I was feeling low. Emotional. Just not myself. I didn’t want to hang out with me. Make sense?
My thoughts had been going back to someone else’s critical, hurtful words. That was the pit.
You see, I had poured my heart out to someone. I was craving encouragement and wisdom. I needed someone to see my whole story, but still see me as valuable.
We all have our dark closets.
I thought I could trust her. I opened the door. The things you’re afraid to say out loud-those are the things I said. I was searching for hope-for someone to let me lean into them. I wanted someone to pray with me and for me.
But instead of encouragement, there was judgement. Instead of hope, accusations. Over and over, I listened to how I wasn’t good enough. I fell short. I missed the mark. My life’s circumstances-my story- made me unfit and unable to discern what was right. She said if I did life like her, things would be different.
Her words made the pit.
But my heart jumped into the pit.
I spent months there.
Questions plagued me. Am I enough? Maybe I’m not a good mother? Maybe all my baggage is too much? What if I’m doing this all wrong? Can God do something with me? Why am I alive? Do my kids really need me?
And this week, I found myself looking down into that pit again and remembering all I had felt.
Broken.
I’ve never doubted my worth more than when I listened to her.

But I will not listen to those lies again.
This is me refusing to jump into that pit. People will think what they’ll think. But that doesn’t mean it’s true. My identity is found in Christ Jesus alone-not in what others think of me.
I am not enough. But Jesus is. I make mistakes. I sin. But thank God he saves from sin, and makes beauty out of ashes. He has the power to work through every mistake. My baggage is part of my story.
What she saw as my weakness-God sees as an opportunity for his glory.
I’m alive for the glory of Jesus Christ. To know him. To enjoy him, and to point others to His incredible grace. And for as long as God allows I will speak truth. I won’t ever stop. I’ll shout it out loud till the day I take my last breath.

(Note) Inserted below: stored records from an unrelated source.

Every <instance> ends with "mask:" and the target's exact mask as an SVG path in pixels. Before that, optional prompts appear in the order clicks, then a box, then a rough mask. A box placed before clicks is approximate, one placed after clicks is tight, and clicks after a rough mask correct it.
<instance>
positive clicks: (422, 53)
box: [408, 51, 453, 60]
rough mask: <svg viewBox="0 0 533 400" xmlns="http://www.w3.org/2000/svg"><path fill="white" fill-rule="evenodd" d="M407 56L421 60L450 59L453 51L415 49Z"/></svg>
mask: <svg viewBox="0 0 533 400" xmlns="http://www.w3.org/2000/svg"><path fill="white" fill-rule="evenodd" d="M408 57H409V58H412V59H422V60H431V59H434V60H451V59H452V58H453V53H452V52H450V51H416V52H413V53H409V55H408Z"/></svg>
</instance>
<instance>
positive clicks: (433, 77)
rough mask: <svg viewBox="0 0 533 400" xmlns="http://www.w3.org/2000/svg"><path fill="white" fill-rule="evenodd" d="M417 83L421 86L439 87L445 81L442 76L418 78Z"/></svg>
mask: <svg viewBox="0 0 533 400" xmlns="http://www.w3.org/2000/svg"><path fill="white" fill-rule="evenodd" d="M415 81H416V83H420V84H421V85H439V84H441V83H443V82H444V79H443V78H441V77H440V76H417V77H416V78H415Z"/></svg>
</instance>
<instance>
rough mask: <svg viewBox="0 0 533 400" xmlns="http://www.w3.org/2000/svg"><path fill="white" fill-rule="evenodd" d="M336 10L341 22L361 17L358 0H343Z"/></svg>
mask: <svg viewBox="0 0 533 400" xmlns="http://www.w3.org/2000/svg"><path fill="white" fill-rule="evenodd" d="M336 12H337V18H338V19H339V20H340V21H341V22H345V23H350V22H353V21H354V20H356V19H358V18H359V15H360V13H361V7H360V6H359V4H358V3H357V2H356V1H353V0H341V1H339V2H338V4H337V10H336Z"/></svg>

I am not enough!! But Jesus is!

Maybe right now, your standing near the edge of a pit. I’m not sure what your pit is, but let me speak truth into your life.
You are not enough, but Jesus is. You are not what others think about you. Your baggage does not define you. God sees your whole story and still says you are valuable. You are made in the image of God, and you were put on this earth for a purpose that only you can fulfill. God wants you. You matter to him.
So, grab my hand.
No really, grab it. I’ll be the voice that speaks truth to you. Lift up your head. Turn your back on that pit. I’m turning my back on mine, too. Refuse to listen to the lies. Remember the truth. Together, let’s walk away with our heads held high because even though we are not enough, Jesus is.